Iraq and Kurdistand (explanations)


How is the current security situation? (2014)


Well, believe it or not, but here in Erbil I feel safe. The daily life routine is going on without problems. I go to supermarket and cannot decide whether I want cream cheese or falafel for lunch. I go to the ladies sauna on Wednesday and I take a sunbath in my garden underneath lemon trees. Hard to believe, that the fights are less than one hour away from Erbil.

Nevertheless, some sights of course we cannot deny. The fuel became very expensive, as all the oil transport from southern Iraq are blocked. Also cheese and milk gets ridiculous expensive as the Kurdish government has to import those things from Turkey or Iran now. The checkpoints into Erbil are massive! It took us almost one hour to come back into the city and the army checks the car three times.

A lot of people are fleeing to Erbil now, especially from Mossul, were Christians are not safe anymore. What I see very often, that people are all packed in one truck and each of them has one suitcase for their goods. These refuges coming either from the Arab Iraq looking for protection in Erbil or coming from Syria and heading towards a refugee camp, that is built with the help of THW here. The family of my housemate will come to our house in Erbil now, as their home town is too close to the front.

That everybody is fleeing to Erbil means to me, that it is definitely safer here. But we´re all aware of the fact, that the situation might change within minutes.

Often heard but still confused: Kurdistan. Is that an indepent country? Is it a region? Where is it? Who lives there? My article clarifies the main questions that ever came to your mind when hearing the word "Kurdistan".
Iraq of course is a official country that shares borders with Saudi, Kuwait, Turkey, Iran and Jordan. Kurdistan is no official state but a region where you find most of the Kurds. This region is spread over Turkey, Iran and north Iraq and Syria. The Kurds in Iraq are very lucky, as they enjoy a lot of independence compared to their neighbours in Turkey or Syria.

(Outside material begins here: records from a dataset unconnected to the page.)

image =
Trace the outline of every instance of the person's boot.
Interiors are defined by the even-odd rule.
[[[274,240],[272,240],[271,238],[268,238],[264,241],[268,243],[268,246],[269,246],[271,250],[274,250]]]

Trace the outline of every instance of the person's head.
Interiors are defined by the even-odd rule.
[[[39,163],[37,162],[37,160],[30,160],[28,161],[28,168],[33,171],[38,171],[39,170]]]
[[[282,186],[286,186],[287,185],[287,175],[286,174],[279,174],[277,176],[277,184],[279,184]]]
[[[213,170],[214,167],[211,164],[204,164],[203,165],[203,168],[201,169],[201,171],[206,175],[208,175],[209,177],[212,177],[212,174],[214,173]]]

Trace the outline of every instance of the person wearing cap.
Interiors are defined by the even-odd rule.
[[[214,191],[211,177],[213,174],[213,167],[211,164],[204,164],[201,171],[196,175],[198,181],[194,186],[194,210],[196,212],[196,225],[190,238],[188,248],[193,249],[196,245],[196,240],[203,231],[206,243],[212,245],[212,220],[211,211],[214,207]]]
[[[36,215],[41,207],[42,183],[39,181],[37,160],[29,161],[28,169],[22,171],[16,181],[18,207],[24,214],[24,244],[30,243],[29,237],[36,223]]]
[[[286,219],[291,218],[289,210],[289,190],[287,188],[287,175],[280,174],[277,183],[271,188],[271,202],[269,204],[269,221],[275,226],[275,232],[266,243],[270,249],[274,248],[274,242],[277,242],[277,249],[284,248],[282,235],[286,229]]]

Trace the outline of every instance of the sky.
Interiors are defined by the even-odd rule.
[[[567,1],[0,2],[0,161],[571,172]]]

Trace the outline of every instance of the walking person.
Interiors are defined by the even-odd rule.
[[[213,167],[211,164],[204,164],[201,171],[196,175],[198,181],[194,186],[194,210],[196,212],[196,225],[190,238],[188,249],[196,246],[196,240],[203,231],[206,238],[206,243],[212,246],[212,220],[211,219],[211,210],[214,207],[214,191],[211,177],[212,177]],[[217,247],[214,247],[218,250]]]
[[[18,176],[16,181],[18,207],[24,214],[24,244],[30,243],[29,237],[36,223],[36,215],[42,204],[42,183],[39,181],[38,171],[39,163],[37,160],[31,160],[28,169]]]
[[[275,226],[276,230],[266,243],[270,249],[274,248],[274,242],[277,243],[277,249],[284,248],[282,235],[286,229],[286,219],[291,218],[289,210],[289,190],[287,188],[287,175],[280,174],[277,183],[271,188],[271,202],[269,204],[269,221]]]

The Kurds in Iraq have their own government, are allowed to speak their language, Kurdish. But still, they are not an own country yet and belong to the Iraq. They have to hoist both the Kurdish and Iraqi flag on official buildings and are using the same currency, Iraqi Dinar. And as you can imagine, the concept about which city belongs to Kurdistan and which not, is not clear. A guy from the Arabic Iraq would reply in a completely different way than somebody from the Kurdish Iraq.

Who are the “Arabs” and who are the “Kurds”?


Let´s say, the “Arabs” and the “Kurds” consider themselves as different ethnicities. In this category we also find for instance Indians or Turks. This “race” actually has nothing to do with the religion. There are Muslim Arabs for example in Iraq, as well as Christian Arabs for example in Lebanon. And then there are even Moslems who are not Arabic, if you go to Malaysia or Indonesia.